In a significant stride towards greener maritime operations, researchers have developed a novel method to evaluate the environmental impact of different fuels for wind-assisted cargo ships. The study, led by Mohammad Hossein Arabnejad from the Division of Marine Technology at Chalmers University of Technology in Gothenburg, Sweden, introduces a life cycle assessment (LCA) method that considers actual operation conditions and a validated ship performance prediction model.
The research, published in the journal ‘Energies’ (which translates to ‘Energies’ in English), focuses on wind-assisted ship propulsion (WASP) systems, which are gaining traction as an effective technique for reducing emissions from merchant ships. However, the optimal fuel type to complement WASP has remained uncertain until now.

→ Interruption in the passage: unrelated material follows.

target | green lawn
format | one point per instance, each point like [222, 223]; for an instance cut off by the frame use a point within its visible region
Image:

Arabnejad and his team tackled this challenge by creating an in-house platform to predict ship performance under real-world conditions using hindcast data. This platform allowed them to size the engine and fuel tank while accounting for fluctuating weather conditions over a year. The study found that the required fuel tank capacity varied significantly across fuel types, with liquid hydrogen demanding the largest volume, followed by liquefied natural gas (LNG) and ammonia.
The LCA revealed that dual-fuel engines using green ammonia and hydrogen exhibited the lowest global warming potential (GWP). In contrast, grey ammonia and blue hydrogen had substantially higher GWP levels. Additionally, the study highlighted that dual-fuel and LNG scenarios consistently produced lower emissions of nitrogen oxides (NOx), sulfur oxides (SOx), and particulate matter compared to single-fuel marine diesel oil engines.

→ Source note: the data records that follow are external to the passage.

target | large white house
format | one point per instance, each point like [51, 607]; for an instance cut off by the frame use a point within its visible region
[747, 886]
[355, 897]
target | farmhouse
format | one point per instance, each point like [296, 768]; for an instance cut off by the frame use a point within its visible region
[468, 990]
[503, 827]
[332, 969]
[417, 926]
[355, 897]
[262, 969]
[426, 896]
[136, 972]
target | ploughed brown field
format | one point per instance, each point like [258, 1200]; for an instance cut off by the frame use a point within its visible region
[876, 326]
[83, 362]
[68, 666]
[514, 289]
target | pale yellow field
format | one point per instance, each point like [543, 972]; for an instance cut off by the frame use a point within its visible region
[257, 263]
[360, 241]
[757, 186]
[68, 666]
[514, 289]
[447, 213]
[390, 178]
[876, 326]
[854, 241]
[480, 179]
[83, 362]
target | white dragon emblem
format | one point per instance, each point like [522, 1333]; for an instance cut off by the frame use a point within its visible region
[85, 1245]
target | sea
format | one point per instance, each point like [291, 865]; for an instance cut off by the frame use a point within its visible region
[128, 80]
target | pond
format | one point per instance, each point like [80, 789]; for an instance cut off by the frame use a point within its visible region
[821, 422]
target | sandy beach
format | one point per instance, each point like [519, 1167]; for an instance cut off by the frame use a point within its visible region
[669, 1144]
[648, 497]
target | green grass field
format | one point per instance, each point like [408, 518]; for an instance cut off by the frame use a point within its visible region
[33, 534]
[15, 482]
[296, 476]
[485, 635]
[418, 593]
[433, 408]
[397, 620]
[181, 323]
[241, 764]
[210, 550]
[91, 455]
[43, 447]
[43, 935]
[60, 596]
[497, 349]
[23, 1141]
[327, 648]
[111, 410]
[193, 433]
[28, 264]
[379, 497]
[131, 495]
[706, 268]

“This study underscores the importance of selecting both an appropriate fuel type and production method to optimize environmental performance,” Arabnejad stated. The findings advocate for a transition to greener fuel options derived from sustainable pathways for WASP ships, aiming to mitigate the environmental impact of maritime operations and support global climate change efforts.

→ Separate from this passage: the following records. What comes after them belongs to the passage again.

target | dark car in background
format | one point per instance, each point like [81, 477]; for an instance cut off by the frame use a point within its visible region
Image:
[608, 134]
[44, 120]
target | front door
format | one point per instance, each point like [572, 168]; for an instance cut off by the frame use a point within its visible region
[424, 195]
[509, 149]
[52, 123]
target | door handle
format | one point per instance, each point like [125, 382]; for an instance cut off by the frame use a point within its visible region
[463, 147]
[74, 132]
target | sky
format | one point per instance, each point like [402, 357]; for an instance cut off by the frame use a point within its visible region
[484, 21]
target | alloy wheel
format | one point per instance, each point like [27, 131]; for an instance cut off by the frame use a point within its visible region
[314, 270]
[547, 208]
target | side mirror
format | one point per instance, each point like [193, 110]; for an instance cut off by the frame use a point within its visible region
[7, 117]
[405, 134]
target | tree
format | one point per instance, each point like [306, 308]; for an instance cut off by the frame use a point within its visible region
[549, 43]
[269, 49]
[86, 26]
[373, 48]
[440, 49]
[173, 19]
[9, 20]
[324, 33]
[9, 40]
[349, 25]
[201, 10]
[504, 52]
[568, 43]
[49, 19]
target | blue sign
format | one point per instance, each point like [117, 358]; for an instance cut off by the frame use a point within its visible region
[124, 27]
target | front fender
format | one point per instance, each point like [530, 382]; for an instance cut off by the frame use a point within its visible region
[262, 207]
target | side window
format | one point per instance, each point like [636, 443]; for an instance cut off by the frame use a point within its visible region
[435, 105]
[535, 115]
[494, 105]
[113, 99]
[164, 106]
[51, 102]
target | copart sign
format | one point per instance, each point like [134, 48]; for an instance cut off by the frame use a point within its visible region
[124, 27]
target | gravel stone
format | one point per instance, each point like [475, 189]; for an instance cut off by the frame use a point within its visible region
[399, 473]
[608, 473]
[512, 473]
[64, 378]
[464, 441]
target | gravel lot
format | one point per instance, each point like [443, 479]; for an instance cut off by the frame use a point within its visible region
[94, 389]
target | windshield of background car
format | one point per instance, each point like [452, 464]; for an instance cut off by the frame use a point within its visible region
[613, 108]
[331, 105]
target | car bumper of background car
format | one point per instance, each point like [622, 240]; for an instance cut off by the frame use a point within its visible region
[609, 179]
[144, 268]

For the maritime industry, these insights present both challenges and opportunities. Shipowners and operators must navigate the complexities of fuel selection, considering not only environmental impact but also factors such as fuel availability, infrastructure, and cost. However, the shift towards greener fuels also opens doors to innovation and collaboration, driving the development of new technologies and sustainable practices.
As the maritime sector continues to grapple with the pressing need to reduce emissions, studies like this one provide valuable guidance. By embracing these findings, stakeholders can make informed decisions that balance environmental responsibility with commercial viability, steering the industry towards a more sustainable future.